A New WooCommerce Extension – Sponsorship

I love WooThemes and their commerce plugin – WooCommerce. For as much as people may rant about the history of the plugin, or the fact that extensions cost money – it’s important to remember that the plugin is free and that WooThemes offers free themes that work with it (incredibly well). All that said, the thing I like most about WooCommerce is that it supports extensions. It demonstrates a lot of great things but my favorite is that it highlights that the Woo guys know they won’t think of everything.
There are other solutions out there
I know there are other crowdfunding solutions out there, even some that work with WordPress, like Fundraising. But the challenge that I find with many of them is that they require that I use Paypal – and I hate Paypal. So it was time to see if it were possible to create a solution that would use Stripe instead. But because WooCommerce does so much already, it felt like it would be a smarter move to build on top of it – using both WordPress and WooCommerce as an underlying platform, than to start from scratch.
Step 1: Create a different Product Type – a Sponsorship Project
The first step was to make sure we could create a product that was unique – where we could capture the total project goal, the target date and the contribution levels.

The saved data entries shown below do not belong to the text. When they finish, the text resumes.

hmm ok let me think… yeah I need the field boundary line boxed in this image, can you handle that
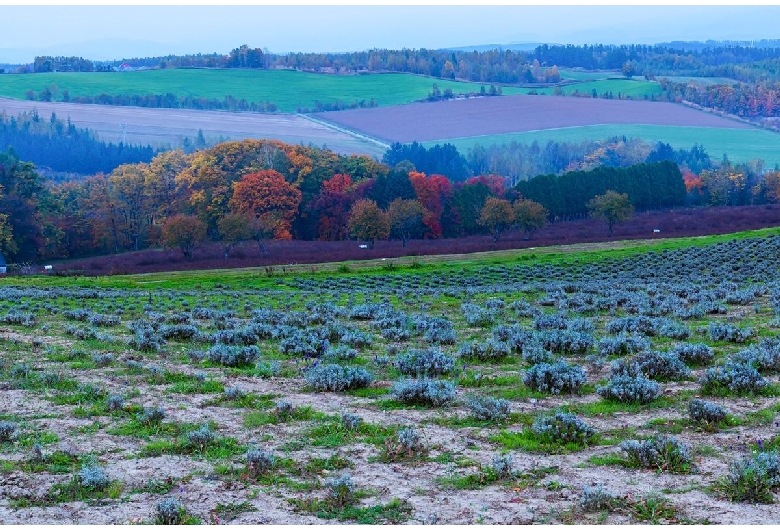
[299,114,391,150]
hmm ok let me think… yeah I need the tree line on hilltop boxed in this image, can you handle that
[16,43,780,119]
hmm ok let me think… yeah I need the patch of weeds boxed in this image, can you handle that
[587,453,630,467]
[298,419,394,448]
[563,396,677,416]
[49,384,108,406]
[15,450,83,474]
[12,429,59,449]
[107,417,191,438]
[205,392,280,410]
[303,454,353,474]
[645,417,687,435]
[743,402,780,426]
[243,404,321,427]
[437,454,516,490]
[129,477,176,495]
[27,471,124,507]
[344,387,390,398]
[212,501,258,522]
[624,492,682,524]
[514,464,560,489]
[140,432,245,461]
[483,384,548,400]
[431,412,532,429]
[289,496,412,524]
[490,425,595,454]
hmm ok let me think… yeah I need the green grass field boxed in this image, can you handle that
[558,69,617,81]
[0,69,533,114]
[426,124,780,166]
[530,79,663,98]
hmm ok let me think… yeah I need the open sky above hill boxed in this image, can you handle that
[1,5,780,63]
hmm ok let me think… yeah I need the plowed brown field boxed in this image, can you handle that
[315,95,752,143]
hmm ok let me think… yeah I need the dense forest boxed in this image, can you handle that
[0,137,777,264]
[0,111,158,175]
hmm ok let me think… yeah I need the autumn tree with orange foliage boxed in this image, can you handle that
[161,215,207,261]
[230,169,302,241]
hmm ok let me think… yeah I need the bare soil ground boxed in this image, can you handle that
[315,94,753,143]
[0,98,383,156]
[54,203,780,276]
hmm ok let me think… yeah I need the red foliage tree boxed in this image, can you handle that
[409,171,451,238]
[229,170,302,240]
[465,174,506,197]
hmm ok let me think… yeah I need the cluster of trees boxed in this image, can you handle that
[0,140,541,261]
[5,136,780,264]
[32,55,100,73]
[0,111,158,175]
[23,45,568,86]
[515,161,686,221]
[532,43,780,78]
[383,142,470,182]
[426,82,503,102]
[659,78,780,118]
[465,137,713,183]
[23,89,282,113]
[0,150,52,261]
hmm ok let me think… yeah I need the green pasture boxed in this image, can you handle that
[530,78,663,98]
[428,124,780,166]
[11,227,780,291]
[0,69,529,114]
[558,69,617,81]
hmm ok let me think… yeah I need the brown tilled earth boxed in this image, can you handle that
[315,94,752,143]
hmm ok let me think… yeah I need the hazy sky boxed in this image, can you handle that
[1,5,779,62]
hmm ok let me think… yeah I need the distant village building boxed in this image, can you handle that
[0,251,6,274]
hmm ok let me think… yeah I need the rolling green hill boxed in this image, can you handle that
[0,69,535,113]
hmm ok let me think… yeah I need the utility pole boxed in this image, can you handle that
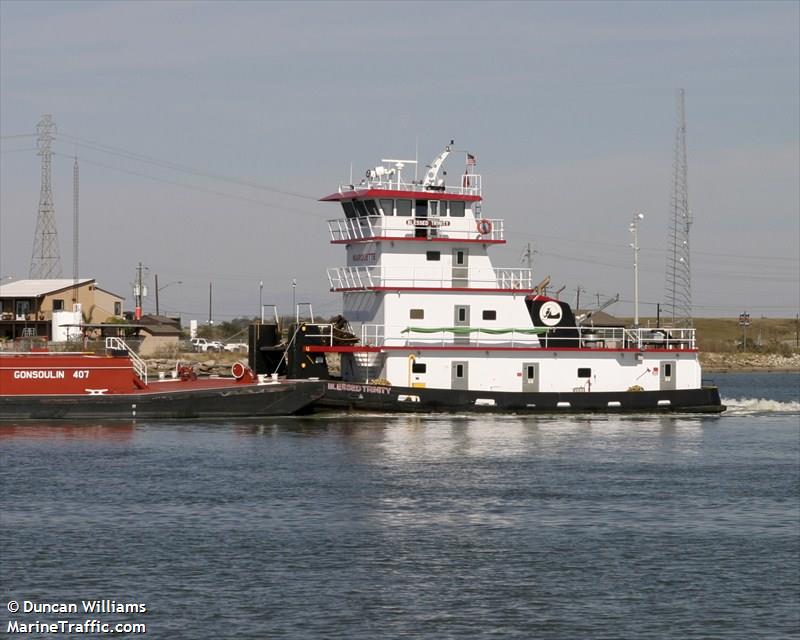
[630,213,645,327]
[292,279,297,322]
[72,156,79,307]
[134,262,147,320]
[522,243,535,272]
[208,282,213,325]
[155,273,160,316]
[259,280,264,323]
[739,312,750,351]
[575,285,584,312]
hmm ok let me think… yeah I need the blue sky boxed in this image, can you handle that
[1,0,798,322]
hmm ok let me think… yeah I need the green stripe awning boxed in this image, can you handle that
[401,326,549,335]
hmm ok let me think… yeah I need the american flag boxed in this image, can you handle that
[466,153,476,166]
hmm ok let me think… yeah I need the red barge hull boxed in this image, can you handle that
[0,352,323,420]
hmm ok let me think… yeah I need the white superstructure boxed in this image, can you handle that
[314,144,702,396]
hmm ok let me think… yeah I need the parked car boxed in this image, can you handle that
[223,342,249,353]
[191,337,224,352]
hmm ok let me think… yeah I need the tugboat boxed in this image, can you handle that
[253,143,723,413]
[0,337,324,421]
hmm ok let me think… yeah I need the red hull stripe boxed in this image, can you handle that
[331,236,505,245]
[320,189,481,203]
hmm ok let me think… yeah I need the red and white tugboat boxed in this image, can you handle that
[286,143,723,413]
[0,337,323,421]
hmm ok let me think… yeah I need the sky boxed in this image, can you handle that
[1,0,798,325]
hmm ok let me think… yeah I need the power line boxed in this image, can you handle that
[0,133,37,139]
[55,132,318,202]
[51,151,327,220]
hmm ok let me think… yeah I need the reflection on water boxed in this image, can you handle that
[1,373,797,639]
[0,422,135,440]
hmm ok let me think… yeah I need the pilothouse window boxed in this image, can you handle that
[379,199,394,216]
[353,200,369,217]
[364,200,380,216]
[342,201,357,219]
[396,199,412,216]
[449,201,465,217]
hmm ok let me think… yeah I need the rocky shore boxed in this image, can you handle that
[700,352,800,372]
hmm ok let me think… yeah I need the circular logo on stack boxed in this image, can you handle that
[539,301,563,326]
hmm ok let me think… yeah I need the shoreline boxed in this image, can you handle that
[700,353,799,374]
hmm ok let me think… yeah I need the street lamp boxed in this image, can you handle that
[155,275,182,316]
[629,213,644,327]
[292,279,297,322]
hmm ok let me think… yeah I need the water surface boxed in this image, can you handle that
[1,372,798,638]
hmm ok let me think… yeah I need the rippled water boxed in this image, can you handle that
[1,373,798,639]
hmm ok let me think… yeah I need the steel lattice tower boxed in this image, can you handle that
[29,114,62,278]
[664,90,692,326]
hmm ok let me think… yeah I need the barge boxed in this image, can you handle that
[0,337,323,421]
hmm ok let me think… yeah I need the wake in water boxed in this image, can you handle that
[722,397,800,415]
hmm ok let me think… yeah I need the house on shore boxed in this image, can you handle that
[0,279,124,342]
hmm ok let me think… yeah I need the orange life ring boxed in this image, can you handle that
[477,219,492,235]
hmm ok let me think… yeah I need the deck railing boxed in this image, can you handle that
[338,174,482,197]
[328,216,504,243]
[327,265,532,290]
[297,324,696,351]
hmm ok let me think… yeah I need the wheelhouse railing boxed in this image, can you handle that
[338,174,482,197]
[327,265,532,290]
[358,325,696,350]
[328,216,504,242]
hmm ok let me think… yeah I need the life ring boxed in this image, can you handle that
[476,219,492,235]
[231,361,255,383]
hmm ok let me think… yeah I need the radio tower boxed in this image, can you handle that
[664,89,692,326]
[29,114,62,279]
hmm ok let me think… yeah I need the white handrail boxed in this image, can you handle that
[105,336,148,385]
[355,324,697,350]
[327,216,504,242]
[327,265,533,290]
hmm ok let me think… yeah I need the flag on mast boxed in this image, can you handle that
[466,153,476,166]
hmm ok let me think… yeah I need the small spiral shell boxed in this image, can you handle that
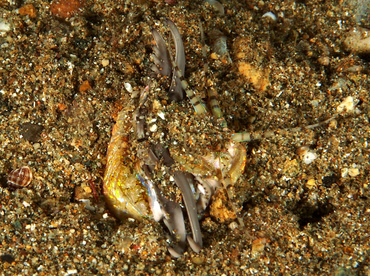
[7,166,33,189]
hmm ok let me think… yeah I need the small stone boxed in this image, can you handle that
[348,168,360,177]
[210,52,219,59]
[57,103,67,111]
[297,146,317,165]
[0,19,10,33]
[122,264,129,271]
[1,254,15,263]
[238,61,270,92]
[262,11,277,21]
[282,159,300,177]
[157,111,165,120]
[328,119,337,129]
[33,143,41,150]
[296,146,309,157]
[306,179,316,189]
[317,56,330,66]
[101,59,109,67]
[343,29,370,55]
[192,256,204,265]
[136,262,145,271]
[236,52,245,59]
[66,269,78,275]
[21,123,44,143]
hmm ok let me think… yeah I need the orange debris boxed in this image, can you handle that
[79,80,92,92]
[238,61,270,92]
[50,0,84,19]
[19,4,37,18]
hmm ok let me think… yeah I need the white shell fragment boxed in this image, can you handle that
[342,167,360,178]
[124,82,133,93]
[149,124,157,132]
[0,19,10,34]
[337,96,355,113]
[302,151,317,165]
[157,111,165,120]
[297,146,317,165]
[262,12,277,21]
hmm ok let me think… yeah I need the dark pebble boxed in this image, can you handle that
[1,254,15,263]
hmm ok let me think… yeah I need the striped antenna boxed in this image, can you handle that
[172,63,207,115]
[231,114,338,143]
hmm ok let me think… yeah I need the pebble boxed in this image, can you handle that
[306,179,316,189]
[317,56,330,66]
[237,61,270,92]
[343,28,370,55]
[136,262,145,271]
[192,256,205,265]
[348,168,360,177]
[33,143,41,150]
[50,0,84,19]
[101,59,110,67]
[204,0,224,15]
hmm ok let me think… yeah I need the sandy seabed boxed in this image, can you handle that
[0,0,370,275]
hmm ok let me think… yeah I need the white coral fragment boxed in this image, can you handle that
[337,96,355,113]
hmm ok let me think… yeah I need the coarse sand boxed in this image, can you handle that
[0,0,370,275]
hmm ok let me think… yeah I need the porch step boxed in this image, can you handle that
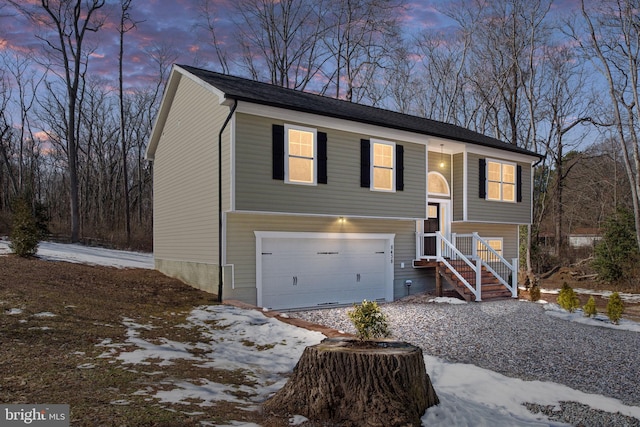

Step 2: Calculate Status & Display Contribution Levels
After the product was defined, the gui needed to support the display of both the status and the various contribution levels that are available. While additional widgets will be created, we needed a baseline display that we could use to consistently test the work so far.

Step 3: Collect Payment – Stripe, not Paypal
You know what’s next – the collection of funds. Here’s the thing though. First, it needed to support Stripe and even though WooCommerce supports Stripe (via a different extension), that extension didn’t support parts of the API that would let us create a pledge without charging anyone. After all, the process is that you collect pledges, not payments and only charge if the final target is met. Most other solutions for WordPress just charge your account. Then they have to do the work of refunding money. I didn’t want to do that. I wanted actual pending pledges without any charging up front. So we had to create our own interface to Stripe.

Step 4: Keep Orders on Hold
As you can see, our extension heads over to Stripe, creates the user and the potential charge, but leaves the order on hold until the total is met. If not, it won’t charge anyone anything. The best part – each instance of the plugin collects it’s own stripe credentials – leaving us out of the money game. So the plugin just does what it needs to without becoming a central processor of charges.

It’s not Done
As you might have guessed, it’s not done yet. And we haven’t talked to WooThemes yet to put it in their list of extensions. But we’re pretty excited about how it’s coming along.